Data are a critical scientific resource, integral to the scientific process. Technological improvements have increased the precision of our measurements as well as our ability to generate and store data – but has this improved our science? Dr Sippy’s epidemiologic research focuses on the drivers and determinants of infectious disease seasonality and dynamics, primarily focusing on dengue fever and other mosquito-borne arboviruses.
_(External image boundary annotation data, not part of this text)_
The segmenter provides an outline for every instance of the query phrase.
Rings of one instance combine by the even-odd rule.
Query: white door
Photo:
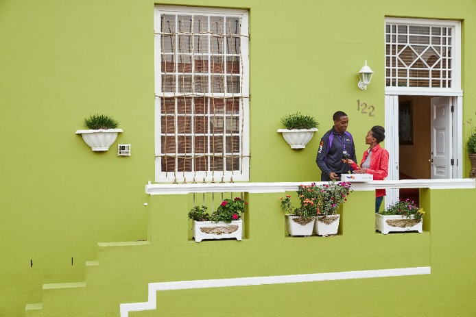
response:
[[[431,98],[431,179],[453,178],[451,98]]]

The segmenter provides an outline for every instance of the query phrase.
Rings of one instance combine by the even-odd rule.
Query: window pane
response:
[[[239,157],[227,157],[226,158],[226,170],[239,170]]]
[[[177,71],[178,73],[192,72],[192,58],[191,55],[181,54],[177,55]]]
[[[223,157],[213,156],[210,158],[211,170],[223,170]]]
[[[239,93],[239,76],[226,76],[226,92],[229,93]]]
[[[226,153],[239,153],[239,137],[227,136],[226,137]]]
[[[219,179],[224,170],[238,170],[241,151],[248,151],[242,149],[241,131],[245,127],[239,94],[248,71],[241,54],[248,55],[248,41],[241,34],[241,16],[167,10],[156,34],[160,47],[156,71],[161,79],[157,167],[173,172],[165,177],[177,181],[189,181],[196,177],[194,171],[207,172],[207,181]]]
[[[385,27],[388,33],[390,30],[398,32],[398,42],[394,49],[396,46],[390,42],[392,39],[388,35],[385,37],[386,55],[396,55],[396,60],[386,56],[385,75],[387,79],[390,79],[385,81],[387,86],[436,87],[436,84],[439,84],[444,88],[444,83],[451,81],[451,73],[448,72],[451,69],[450,63],[443,58],[449,55],[451,52],[452,47],[449,43],[452,38],[447,36],[447,34],[451,34],[450,30],[452,30],[452,27],[405,25],[405,19],[402,18],[401,21],[402,23],[398,25],[396,29],[394,29],[393,25]],[[440,68],[446,72],[440,73],[438,79],[433,80],[432,77],[432,80],[430,80],[430,71]],[[399,77],[396,81],[392,78],[395,75]],[[444,80],[440,81],[440,78]]]

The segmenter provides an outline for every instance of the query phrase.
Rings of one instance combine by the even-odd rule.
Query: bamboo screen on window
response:
[[[243,60],[248,37],[243,29],[239,16],[160,14],[159,181],[248,179],[249,99]]]
[[[386,23],[386,86],[451,88],[451,26]]]

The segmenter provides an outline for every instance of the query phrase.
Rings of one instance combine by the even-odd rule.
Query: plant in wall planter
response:
[[[91,114],[84,118],[84,127],[87,130],[78,130],[82,138],[94,151],[108,151],[114,143],[117,134],[122,129],[117,129],[119,123],[112,117],[104,114]]]
[[[300,112],[283,116],[281,123],[286,129],[278,129],[278,132],[283,134],[291,149],[306,147],[319,127],[319,123],[313,116]]]
[[[335,236],[339,230],[340,215],[337,214],[341,203],[347,201],[352,192],[350,183],[331,181],[315,188],[318,201],[318,216],[314,232],[318,236]]]
[[[350,184],[344,181],[329,181],[329,184],[317,186],[301,185],[297,191],[300,202],[299,208],[294,208],[290,196],[281,198],[281,207],[287,214],[287,226],[290,236],[333,236],[339,229],[340,215],[336,211],[340,204],[347,200],[352,192]]]
[[[416,231],[423,232],[425,212],[413,201],[406,199],[390,205],[383,212],[375,214],[375,230],[387,234],[389,232]]]
[[[473,133],[469,136],[467,145],[468,155],[471,162],[471,171],[469,173],[469,177],[476,178],[476,131],[475,129],[473,129]]]
[[[194,207],[189,212],[189,218],[193,221],[192,231],[196,242],[204,239],[236,238],[241,240],[243,222],[241,213],[248,203],[241,198],[225,199],[211,215],[206,206]]]
[[[311,186],[309,186],[311,187]],[[295,208],[291,202],[291,196],[281,197],[281,208],[286,218],[286,228],[291,236],[309,237],[312,234],[314,221],[318,215],[317,201],[308,186],[301,185],[296,192],[299,197],[300,207]]]

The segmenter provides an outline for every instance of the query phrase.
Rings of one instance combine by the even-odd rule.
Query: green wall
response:
[[[463,21],[464,120],[474,116],[473,0],[453,8],[442,0],[167,4],[250,10],[252,181],[318,179],[316,151],[337,110],[349,115],[362,153],[369,127],[384,123],[385,16]],[[25,304],[40,302],[43,283],[83,281],[84,262],[96,258],[97,242],[147,238],[143,205],[151,198],[144,185],[154,180],[154,5],[0,1],[0,316],[22,316]],[[366,60],[375,75],[362,92],[357,72]],[[374,105],[375,116],[357,112],[357,99]],[[279,118],[296,110],[321,123],[301,151],[291,151],[276,132]],[[113,116],[124,130],[104,153],[93,153],[75,134],[83,118],[97,112]],[[118,142],[132,144],[130,157],[116,155]],[[466,152],[464,158],[466,175]]]

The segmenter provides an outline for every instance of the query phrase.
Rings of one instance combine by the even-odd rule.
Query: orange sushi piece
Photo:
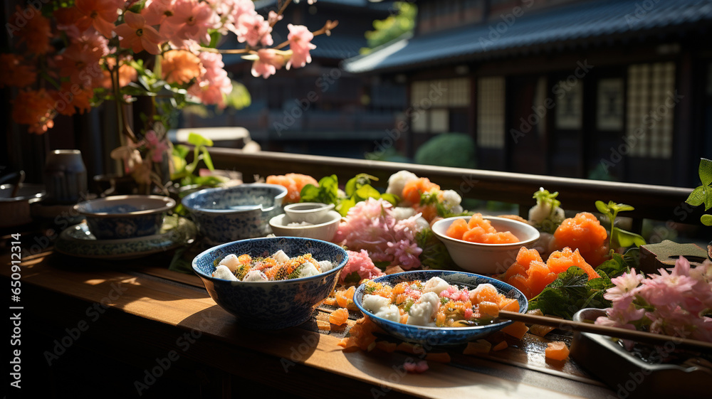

This work uses a combination of phylogenetic analyses and statistical modelling. Additional work on this topic has examined the role of climate and the environment at different scales, including microclimates and household-level built environments. She is also interested in the use of machine learning for prediction models of clinical outcomes among patients with dengue or environmental exposures impacting mosquito abundance. Within the context of complex environmental factors and vector-borne disease, methods of variable measurement must be carefully considered, as a relationship between variables may only reveal itself at particular scales.
Dr Sippy is also interested in the practical implications of epidemiological research, having conducted fieldwork in Ecuador. These projects included a series of trials to examine potential household interventions to reduce mosquito populations, surveillance of acute febrile illness, monitoring seasonal mosquito and tick population levels, climate and environmental monitoring, and clinical trials of chikungunya vaccine.
Dr Sippy advocates for improvements in the teaching of and communication regarding epidemiology, data, and statistics, both in formal classrooms and to the general public. Examples include public outreach events on the life stages of important disease vectors and creating clinical guidelines for tick-borne illnesses in Ecuador, as well as courses/workshops on computing for epidemiology/statistics, statistical modelling, machine learning, data management, and data visualization. She also serves as co-chair of the Communications Committee of the Society for Epidemiologic Research.